Juru Bicara Kemenperin Febri Hendri Antoni Arif mengatakan, pihaknya akan memanggil pelaku industri sepatu merek Bata. Ia mengaku belum tahu pasti alasan Bata menutup pabriknya.
"Kami akan panggil industri alas kaki bata, tapi kami lihat komposisi bisnisnya bata itu sebagian besar ada di retail, dan produk retail mereka itu diisi dari produk impor," ujarnya kepada awak media di Kantor Kemenperin, Jakarta, Senin (6/5).
Febri menjelaskan, bisnis PT Sepatu Bata lebih banyak bergerak di sektor perdagangan retail daripada manufaktur. Dia menuturkan sebagian kecil proses manufaktur sepatu merek Bata itu pun bahan bakunya berasal dari impor.
"Manufaktur Bata sendiri hanya sebagian kecil yang memproduksi sepatu, itu pun bahan bakunya berasal dari impor," tambahnya.
Baca Juga: Industri TPT Loyo, Kemenperin Susun Serangkaian Kebijakan
Padahal, menurut Febri, PT Sepatu Bata bisa memperkuat fondasi industri manufakturnya dengan membangun atau mempertahankan pabriknya di Indonesia. Hal itu sejalan pula dengan aturan larangan dan pembatasan (lartas) impor bahan baku, termasuk untuk produk alas kaki.

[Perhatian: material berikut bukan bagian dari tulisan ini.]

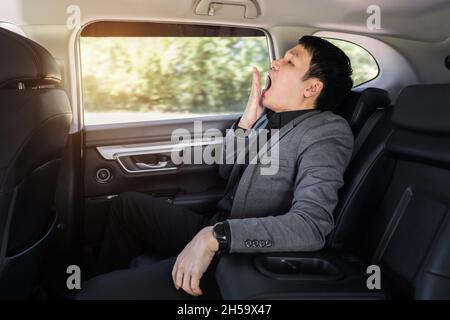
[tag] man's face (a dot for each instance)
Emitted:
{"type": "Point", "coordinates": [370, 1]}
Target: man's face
{"type": "Point", "coordinates": [288, 90]}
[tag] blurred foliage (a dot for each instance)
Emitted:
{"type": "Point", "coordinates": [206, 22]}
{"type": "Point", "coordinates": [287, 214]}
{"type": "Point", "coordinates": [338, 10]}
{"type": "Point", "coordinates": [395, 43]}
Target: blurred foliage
{"type": "Point", "coordinates": [194, 75]}
{"type": "Point", "coordinates": [183, 75]}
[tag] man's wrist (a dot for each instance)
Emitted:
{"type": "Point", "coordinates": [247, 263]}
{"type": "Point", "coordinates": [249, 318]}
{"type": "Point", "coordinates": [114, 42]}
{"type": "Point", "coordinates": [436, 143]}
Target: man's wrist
{"type": "Point", "coordinates": [221, 231]}
{"type": "Point", "coordinates": [244, 125]}
{"type": "Point", "coordinates": [211, 242]}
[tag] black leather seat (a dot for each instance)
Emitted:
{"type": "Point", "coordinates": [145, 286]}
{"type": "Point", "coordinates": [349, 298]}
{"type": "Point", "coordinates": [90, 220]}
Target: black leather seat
{"type": "Point", "coordinates": [396, 213]}
{"type": "Point", "coordinates": [358, 108]}
{"type": "Point", "coordinates": [35, 118]}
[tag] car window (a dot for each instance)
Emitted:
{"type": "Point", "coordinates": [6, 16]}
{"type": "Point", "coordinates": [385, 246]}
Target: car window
{"type": "Point", "coordinates": [150, 71]}
{"type": "Point", "coordinates": [364, 66]}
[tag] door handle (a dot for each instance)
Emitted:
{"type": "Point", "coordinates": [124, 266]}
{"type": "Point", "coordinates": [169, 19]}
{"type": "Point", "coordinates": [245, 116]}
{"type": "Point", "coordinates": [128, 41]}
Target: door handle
{"type": "Point", "coordinates": [145, 166]}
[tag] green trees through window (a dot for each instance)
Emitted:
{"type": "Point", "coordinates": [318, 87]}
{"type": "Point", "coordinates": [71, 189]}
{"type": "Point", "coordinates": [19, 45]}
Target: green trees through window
{"type": "Point", "coordinates": [135, 78]}
{"type": "Point", "coordinates": [166, 75]}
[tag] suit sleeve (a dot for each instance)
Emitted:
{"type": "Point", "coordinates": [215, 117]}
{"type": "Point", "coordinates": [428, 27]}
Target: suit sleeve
{"type": "Point", "coordinates": [235, 136]}
{"type": "Point", "coordinates": [324, 154]}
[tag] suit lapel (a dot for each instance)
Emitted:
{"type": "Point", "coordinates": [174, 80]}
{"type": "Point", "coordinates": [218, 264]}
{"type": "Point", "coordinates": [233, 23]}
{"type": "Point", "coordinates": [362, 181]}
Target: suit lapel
{"type": "Point", "coordinates": [247, 176]}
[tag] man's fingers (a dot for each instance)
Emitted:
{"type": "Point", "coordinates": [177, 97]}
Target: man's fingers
{"type": "Point", "coordinates": [195, 284]}
{"type": "Point", "coordinates": [179, 278]}
{"type": "Point", "coordinates": [174, 273]}
{"type": "Point", "coordinates": [187, 283]}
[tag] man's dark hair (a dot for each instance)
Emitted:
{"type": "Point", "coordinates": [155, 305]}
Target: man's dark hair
{"type": "Point", "coordinates": [332, 67]}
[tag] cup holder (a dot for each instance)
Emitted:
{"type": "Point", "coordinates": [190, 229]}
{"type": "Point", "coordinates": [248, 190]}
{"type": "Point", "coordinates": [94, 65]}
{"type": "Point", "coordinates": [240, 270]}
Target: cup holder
{"type": "Point", "coordinates": [292, 268]}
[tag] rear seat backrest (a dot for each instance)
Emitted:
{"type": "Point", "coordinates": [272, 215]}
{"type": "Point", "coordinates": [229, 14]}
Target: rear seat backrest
{"type": "Point", "coordinates": [398, 216]}
{"type": "Point", "coordinates": [360, 105]}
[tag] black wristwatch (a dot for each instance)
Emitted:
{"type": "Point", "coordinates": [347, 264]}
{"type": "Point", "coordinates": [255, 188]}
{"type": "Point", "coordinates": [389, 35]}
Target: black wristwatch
{"type": "Point", "coordinates": [222, 236]}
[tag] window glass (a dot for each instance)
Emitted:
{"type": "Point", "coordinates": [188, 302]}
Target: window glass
{"type": "Point", "coordinates": [168, 71]}
{"type": "Point", "coordinates": [364, 65]}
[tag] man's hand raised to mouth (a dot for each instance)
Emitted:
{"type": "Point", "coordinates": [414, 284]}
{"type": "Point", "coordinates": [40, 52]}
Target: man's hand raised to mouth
{"type": "Point", "coordinates": [254, 108]}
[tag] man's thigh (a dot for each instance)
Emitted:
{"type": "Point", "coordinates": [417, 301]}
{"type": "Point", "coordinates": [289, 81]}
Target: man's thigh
{"type": "Point", "coordinates": [151, 282]}
{"type": "Point", "coordinates": [161, 226]}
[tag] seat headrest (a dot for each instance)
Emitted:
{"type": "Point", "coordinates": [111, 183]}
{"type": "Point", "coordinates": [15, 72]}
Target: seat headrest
{"type": "Point", "coordinates": [424, 108]}
{"type": "Point", "coordinates": [23, 60]}
{"type": "Point", "coordinates": [358, 106]}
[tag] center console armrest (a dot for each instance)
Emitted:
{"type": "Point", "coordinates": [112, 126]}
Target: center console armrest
{"type": "Point", "coordinates": [326, 274]}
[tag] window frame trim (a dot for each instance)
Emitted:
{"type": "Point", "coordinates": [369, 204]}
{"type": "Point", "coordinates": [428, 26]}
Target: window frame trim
{"type": "Point", "coordinates": [79, 75]}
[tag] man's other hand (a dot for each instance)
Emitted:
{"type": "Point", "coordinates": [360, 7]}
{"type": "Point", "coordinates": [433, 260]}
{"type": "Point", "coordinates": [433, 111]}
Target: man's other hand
{"type": "Point", "coordinates": [193, 261]}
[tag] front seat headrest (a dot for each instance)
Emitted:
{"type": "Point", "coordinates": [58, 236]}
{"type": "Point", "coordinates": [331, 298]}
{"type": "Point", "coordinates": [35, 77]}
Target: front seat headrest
{"type": "Point", "coordinates": [358, 106]}
{"type": "Point", "coordinates": [424, 108]}
{"type": "Point", "coordinates": [24, 61]}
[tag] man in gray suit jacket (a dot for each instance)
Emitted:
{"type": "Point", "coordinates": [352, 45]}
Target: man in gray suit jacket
{"type": "Point", "coordinates": [291, 210]}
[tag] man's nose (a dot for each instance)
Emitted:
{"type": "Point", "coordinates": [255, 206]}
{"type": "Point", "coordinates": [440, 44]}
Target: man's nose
{"type": "Point", "coordinates": [276, 64]}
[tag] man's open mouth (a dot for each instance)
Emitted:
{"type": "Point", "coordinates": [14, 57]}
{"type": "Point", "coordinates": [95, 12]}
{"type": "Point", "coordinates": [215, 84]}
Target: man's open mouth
{"type": "Point", "coordinates": [268, 85]}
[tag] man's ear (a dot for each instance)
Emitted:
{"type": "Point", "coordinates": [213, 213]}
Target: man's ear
{"type": "Point", "coordinates": [314, 88]}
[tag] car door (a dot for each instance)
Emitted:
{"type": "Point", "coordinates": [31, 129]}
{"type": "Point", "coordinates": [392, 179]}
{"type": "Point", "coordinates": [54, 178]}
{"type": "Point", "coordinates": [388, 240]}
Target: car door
{"type": "Point", "coordinates": [152, 91]}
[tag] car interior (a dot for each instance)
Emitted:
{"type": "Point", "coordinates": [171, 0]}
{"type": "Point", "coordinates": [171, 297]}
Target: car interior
{"type": "Point", "coordinates": [60, 170]}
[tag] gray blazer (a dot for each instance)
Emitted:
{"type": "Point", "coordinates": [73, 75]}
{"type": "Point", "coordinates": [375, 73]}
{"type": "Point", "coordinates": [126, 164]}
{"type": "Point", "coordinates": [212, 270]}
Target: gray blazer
{"type": "Point", "coordinates": [293, 209]}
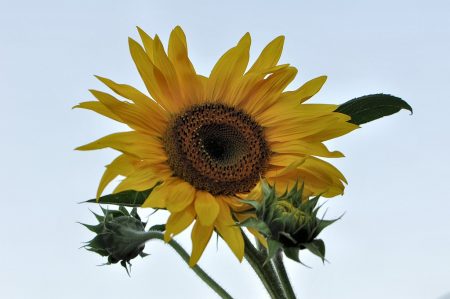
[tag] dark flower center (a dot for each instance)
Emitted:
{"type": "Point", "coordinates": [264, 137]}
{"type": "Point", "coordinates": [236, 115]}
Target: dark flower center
{"type": "Point", "coordinates": [217, 148]}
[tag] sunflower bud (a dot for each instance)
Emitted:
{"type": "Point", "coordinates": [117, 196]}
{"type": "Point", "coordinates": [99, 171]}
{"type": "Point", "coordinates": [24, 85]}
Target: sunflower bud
{"type": "Point", "coordinates": [288, 221]}
{"type": "Point", "coordinates": [120, 236]}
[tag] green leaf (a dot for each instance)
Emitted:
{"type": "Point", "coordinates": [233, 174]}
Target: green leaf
{"type": "Point", "coordinates": [371, 107]}
{"type": "Point", "coordinates": [129, 198]}
{"type": "Point", "coordinates": [316, 247]}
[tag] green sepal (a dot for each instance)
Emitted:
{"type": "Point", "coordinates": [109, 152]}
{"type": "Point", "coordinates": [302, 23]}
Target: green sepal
{"type": "Point", "coordinates": [256, 224]}
{"type": "Point", "coordinates": [93, 228]}
{"type": "Point", "coordinates": [316, 247]}
{"type": "Point", "coordinates": [371, 107]}
{"type": "Point", "coordinates": [129, 198]}
{"type": "Point", "coordinates": [292, 253]}
{"type": "Point", "coordinates": [273, 247]}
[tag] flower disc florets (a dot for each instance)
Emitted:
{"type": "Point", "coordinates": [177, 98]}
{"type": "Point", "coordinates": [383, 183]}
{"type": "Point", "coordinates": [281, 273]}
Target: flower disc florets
{"type": "Point", "coordinates": [217, 148]}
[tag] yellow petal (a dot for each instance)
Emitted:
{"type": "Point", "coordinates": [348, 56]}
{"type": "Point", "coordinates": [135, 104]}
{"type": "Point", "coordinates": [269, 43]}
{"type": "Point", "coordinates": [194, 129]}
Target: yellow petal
{"type": "Point", "coordinates": [232, 234]}
{"type": "Point", "coordinates": [228, 70]}
{"type": "Point", "coordinates": [129, 113]}
{"type": "Point", "coordinates": [158, 197]}
{"type": "Point", "coordinates": [191, 85]}
{"type": "Point", "coordinates": [305, 92]}
{"type": "Point", "coordinates": [142, 179]}
{"type": "Point", "coordinates": [268, 92]}
{"type": "Point", "coordinates": [134, 143]}
{"type": "Point", "coordinates": [178, 222]}
{"type": "Point", "coordinates": [299, 147]}
{"type": "Point", "coordinates": [181, 196]}
{"type": "Point", "coordinates": [147, 41]}
{"type": "Point", "coordinates": [207, 207]}
{"type": "Point", "coordinates": [140, 99]}
{"type": "Point", "coordinates": [200, 237]}
{"type": "Point", "coordinates": [165, 66]}
{"type": "Point", "coordinates": [152, 77]}
{"type": "Point", "coordinates": [100, 109]}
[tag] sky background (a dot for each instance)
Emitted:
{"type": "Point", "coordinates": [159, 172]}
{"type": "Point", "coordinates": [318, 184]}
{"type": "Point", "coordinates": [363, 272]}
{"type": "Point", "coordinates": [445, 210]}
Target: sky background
{"type": "Point", "coordinates": [394, 240]}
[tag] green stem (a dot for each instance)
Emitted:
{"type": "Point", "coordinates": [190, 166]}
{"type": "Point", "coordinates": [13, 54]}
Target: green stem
{"type": "Point", "coordinates": [282, 274]}
{"type": "Point", "coordinates": [149, 235]}
{"type": "Point", "coordinates": [265, 271]}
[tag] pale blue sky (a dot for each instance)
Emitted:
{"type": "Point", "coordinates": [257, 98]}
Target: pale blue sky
{"type": "Point", "coordinates": [394, 241]}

Dengan adanya kebijakan lartas yang diberlakukan pemerintah, sambung Febri, pasar dalam negeri nantinya akan dibanjiri dengan produk-produk hasil besutan industri dalam negeri, termasuk end product seperti sepatu.
Oleh karena itu, Kementerian Perindustrian merekomendasikan PT Sepatu Bata Tbk untuk memperkuat kinerja pabrik sepatunya di Indonesia. Ia mengutarakan kebijakan lartas yang berlaku saat ini bisa merangsang masuknya investasi di industri alas kaki ataupun sektor lainnya.
"Kami sarankan untuk perkuat lagi pabriknya di Indonesia. Kebijakan lartas ini kan mendorong agar investasi di industri alas kaki atau di sektor-sektor yang terkena lartas itu masuk, bangun pabrik di Indonesia kan, karena produk impor itu akan dikendalikan," ucap Febri.
Ia menambahkan dengan masuknya investasi pada berbagai sektor industri, maka pelaku industri bisa merekrut tenaga kerja. Oleh karena itu, Kemenperin bakal menelaah lebih lanjut soal penutupan pabrik Bata ini.
"Kebijakan lartas itu diharapkan agar mereka bangun pabriknya di sini kembali, dan merekrut tenaga kerja, makanya juga kami bingung kenapa kok ditutup (pabrik Bata), harusnya dibuka kembali pabriknya kan," ucap Febri.
Baca Juga: The New Factory, Demi Industri TPT Berkelanjutan
Jubir Agus Gumiwang Kartasasmita itu menyampaikan Kemenperin akan memanggil pelaku industri dalam waktu dekat. Hanya saja, dia belum bisa memastikan kapan pihak Bata akan menghadap Kemenperin.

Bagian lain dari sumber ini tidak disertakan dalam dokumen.